Why banks can’t meet modern regulations without data lineage

What BCBS 239 and SR 26-2 now demand at the column level

A team of two at HSBC set out to map the bank’s entire wholesale credit and lending book. Within six months, they had documented it from end to end, tracing every figure from the system that first captured it to the report that finally used it. The work covered 2,000 source tables, more than 80,000 fields, and 20,000 data linkages across 45 systems worldwide. A competing approach would have taken twenty-five staff, eighteen months, and more than $5 million, yet HSBC reached the same result with two people in six months for under $500,000.1

Modern bank regulation now depends on exactly this kind of detailed evidence, and two pressures are bearing down on every regulated bank at once. These are:

  1. Supervisors have pushed the standard for regulatory proof down to the level of the individual data column.
  2. Bank data estates have swelled past a billion fields across Solidatus customers alone.

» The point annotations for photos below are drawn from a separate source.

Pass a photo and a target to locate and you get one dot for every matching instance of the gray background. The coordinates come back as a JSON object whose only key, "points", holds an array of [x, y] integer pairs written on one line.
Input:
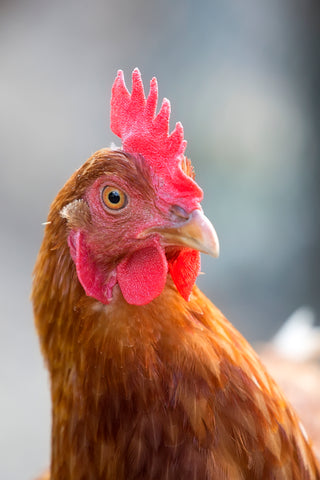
{"points": [[243, 77]]}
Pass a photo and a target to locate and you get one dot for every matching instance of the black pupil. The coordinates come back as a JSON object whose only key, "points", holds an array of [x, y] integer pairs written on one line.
{"points": [[114, 197]]}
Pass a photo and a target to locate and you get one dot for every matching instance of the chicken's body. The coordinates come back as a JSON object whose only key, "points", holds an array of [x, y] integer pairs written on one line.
{"points": [[167, 389]]}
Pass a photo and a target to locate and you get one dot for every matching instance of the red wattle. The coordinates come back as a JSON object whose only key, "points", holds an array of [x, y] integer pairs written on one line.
{"points": [[94, 281], [184, 270], [142, 275]]}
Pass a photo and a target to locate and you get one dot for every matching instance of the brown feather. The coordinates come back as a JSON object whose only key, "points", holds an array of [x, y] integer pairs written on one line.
{"points": [[168, 390]]}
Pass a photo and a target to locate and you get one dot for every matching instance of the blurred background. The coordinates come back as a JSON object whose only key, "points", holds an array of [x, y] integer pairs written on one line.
{"points": [[243, 77]]}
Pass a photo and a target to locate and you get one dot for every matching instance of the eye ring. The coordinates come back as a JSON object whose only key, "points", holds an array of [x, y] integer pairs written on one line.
{"points": [[113, 198]]}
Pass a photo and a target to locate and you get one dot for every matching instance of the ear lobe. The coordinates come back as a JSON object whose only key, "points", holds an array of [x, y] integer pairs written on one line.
{"points": [[95, 282]]}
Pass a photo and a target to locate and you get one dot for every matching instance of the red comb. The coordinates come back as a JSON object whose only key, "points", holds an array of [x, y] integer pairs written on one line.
{"points": [[133, 119]]}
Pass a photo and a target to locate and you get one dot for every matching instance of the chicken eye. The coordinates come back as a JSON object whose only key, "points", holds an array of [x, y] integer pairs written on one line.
{"points": [[114, 198]]}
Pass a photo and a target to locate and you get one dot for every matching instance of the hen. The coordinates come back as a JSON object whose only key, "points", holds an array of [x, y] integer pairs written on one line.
{"points": [[148, 378]]}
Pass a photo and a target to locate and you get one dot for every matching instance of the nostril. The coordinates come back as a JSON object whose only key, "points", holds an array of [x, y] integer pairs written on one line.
{"points": [[179, 212]]}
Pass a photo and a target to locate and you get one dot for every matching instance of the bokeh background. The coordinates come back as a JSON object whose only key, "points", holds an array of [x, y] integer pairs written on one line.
{"points": [[243, 77]]}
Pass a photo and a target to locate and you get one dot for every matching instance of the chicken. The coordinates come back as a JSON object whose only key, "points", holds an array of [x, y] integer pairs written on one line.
{"points": [[148, 378]]}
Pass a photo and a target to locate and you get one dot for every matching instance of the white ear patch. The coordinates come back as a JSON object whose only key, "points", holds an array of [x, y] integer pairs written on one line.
{"points": [[76, 213]]}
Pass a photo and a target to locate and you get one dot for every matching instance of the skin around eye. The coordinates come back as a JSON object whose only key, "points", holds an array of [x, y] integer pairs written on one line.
{"points": [[114, 198]]}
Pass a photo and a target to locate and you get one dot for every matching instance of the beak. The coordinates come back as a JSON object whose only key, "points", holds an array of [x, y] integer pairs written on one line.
{"points": [[195, 232]]}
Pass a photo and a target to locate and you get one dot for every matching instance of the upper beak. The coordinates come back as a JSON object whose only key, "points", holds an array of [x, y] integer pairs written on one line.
{"points": [[195, 232]]}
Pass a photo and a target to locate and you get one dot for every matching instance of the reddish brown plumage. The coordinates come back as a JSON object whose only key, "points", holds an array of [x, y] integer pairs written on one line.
{"points": [[166, 390]]}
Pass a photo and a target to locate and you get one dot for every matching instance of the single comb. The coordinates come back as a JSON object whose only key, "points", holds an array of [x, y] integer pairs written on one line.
{"points": [[143, 132], [134, 120]]}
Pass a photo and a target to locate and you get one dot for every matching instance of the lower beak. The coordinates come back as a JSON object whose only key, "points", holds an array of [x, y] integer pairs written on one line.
{"points": [[195, 232]]}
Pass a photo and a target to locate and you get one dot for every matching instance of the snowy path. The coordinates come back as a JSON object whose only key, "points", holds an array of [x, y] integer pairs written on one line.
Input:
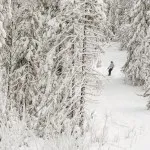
{"points": [[127, 122]]}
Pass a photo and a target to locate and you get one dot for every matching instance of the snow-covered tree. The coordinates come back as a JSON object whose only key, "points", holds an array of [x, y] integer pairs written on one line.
{"points": [[139, 30], [80, 29]]}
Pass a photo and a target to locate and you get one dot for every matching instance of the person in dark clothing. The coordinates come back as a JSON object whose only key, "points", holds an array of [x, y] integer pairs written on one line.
{"points": [[110, 68]]}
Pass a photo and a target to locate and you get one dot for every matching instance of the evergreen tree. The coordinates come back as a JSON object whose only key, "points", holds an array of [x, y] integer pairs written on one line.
{"points": [[139, 26]]}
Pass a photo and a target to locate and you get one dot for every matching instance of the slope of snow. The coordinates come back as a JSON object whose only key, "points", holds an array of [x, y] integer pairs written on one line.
{"points": [[120, 115]]}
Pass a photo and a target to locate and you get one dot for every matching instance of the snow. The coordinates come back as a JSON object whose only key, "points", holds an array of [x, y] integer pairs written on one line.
{"points": [[118, 119], [120, 110]]}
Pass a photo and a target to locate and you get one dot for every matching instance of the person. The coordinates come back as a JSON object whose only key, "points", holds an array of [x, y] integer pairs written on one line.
{"points": [[110, 68]]}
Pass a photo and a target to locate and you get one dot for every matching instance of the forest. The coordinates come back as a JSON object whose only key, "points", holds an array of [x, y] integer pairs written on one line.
{"points": [[55, 93]]}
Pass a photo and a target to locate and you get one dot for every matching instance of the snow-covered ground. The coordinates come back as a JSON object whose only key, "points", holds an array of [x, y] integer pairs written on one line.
{"points": [[120, 118]]}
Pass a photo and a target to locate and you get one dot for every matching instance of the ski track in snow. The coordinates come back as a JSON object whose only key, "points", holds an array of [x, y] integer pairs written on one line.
{"points": [[127, 119]]}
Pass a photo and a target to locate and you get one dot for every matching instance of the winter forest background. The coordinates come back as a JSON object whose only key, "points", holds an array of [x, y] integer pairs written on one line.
{"points": [[51, 67]]}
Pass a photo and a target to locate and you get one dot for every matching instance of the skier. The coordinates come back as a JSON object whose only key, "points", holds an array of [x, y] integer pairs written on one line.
{"points": [[110, 68]]}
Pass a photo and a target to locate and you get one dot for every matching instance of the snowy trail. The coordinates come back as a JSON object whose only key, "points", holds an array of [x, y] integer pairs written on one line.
{"points": [[128, 121]]}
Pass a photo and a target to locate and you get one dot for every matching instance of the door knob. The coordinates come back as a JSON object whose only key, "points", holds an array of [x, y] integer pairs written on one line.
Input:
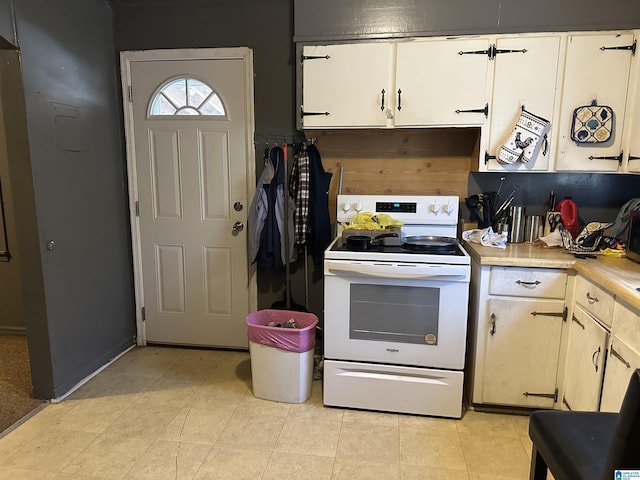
{"points": [[238, 227]]}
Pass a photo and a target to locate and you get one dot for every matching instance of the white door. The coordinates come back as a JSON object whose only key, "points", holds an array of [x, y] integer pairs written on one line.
{"points": [[522, 351], [586, 353], [189, 130]]}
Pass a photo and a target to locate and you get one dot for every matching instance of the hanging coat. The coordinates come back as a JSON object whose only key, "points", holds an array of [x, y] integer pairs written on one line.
{"points": [[278, 223], [299, 189], [319, 224], [257, 214]]}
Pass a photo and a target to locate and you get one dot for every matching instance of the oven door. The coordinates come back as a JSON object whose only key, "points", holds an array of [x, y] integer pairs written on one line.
{"points": [[396, 313]]}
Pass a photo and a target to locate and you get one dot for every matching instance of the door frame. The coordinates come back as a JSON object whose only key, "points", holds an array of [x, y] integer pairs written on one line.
{"points": [[126, 59]]}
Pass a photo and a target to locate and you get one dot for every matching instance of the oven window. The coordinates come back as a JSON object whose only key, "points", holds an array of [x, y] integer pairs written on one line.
{"points": [[394, 314]]}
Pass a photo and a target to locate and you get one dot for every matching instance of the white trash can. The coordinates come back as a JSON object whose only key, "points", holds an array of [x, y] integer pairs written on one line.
{"points": [[281, 358]]}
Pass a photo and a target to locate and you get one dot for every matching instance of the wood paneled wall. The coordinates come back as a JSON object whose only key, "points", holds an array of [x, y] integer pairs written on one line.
{"points": [[397, 161]]}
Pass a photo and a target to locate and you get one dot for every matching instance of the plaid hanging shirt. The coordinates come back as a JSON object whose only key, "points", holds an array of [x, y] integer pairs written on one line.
{"points": [[299, 190]]}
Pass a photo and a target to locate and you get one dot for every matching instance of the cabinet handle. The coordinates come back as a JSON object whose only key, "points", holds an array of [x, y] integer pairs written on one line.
{"points": [[618, 158], [484, 110], [619, 357], [592, 299], [574, 319], [594, 357], [631, 47]]}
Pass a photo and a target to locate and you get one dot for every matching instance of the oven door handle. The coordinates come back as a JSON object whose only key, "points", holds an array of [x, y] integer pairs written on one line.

Proving where a single reported number came from, across a data ecosystem that large, is no longer something a team can document by hand or pull from a catalog. The banks that meet modern regulatory requirements at scale now do so through data lineage, and for institutions still relying on spreadsheets and dataset-level catalogs, the arithmetic has turned against them.

The standard moved to the column level

Over the past decade and a half, the evidence regulators expect from banks has moved steadily toward finer detail. In 2013, the Basel Committee on Banking Supervision published its principles for effective risk data aggregation and risk reporting, known as BCBS 239, and for years, many banks treated them as a reporting obligation they could satisfy with summaries and attestations. The European Central Bank then ran a thematic review and found that none of the significant institutions in its sample, including global systemically important banks, had fully implemented the principles.2

In May 2024, the ECB answered with a guide that left far less room for interpretation, requiring “complete and up-to-date data lineages on data attribute level.”3 Attribute level means column level, traced from the point of capture through every extraction, transformation, and load.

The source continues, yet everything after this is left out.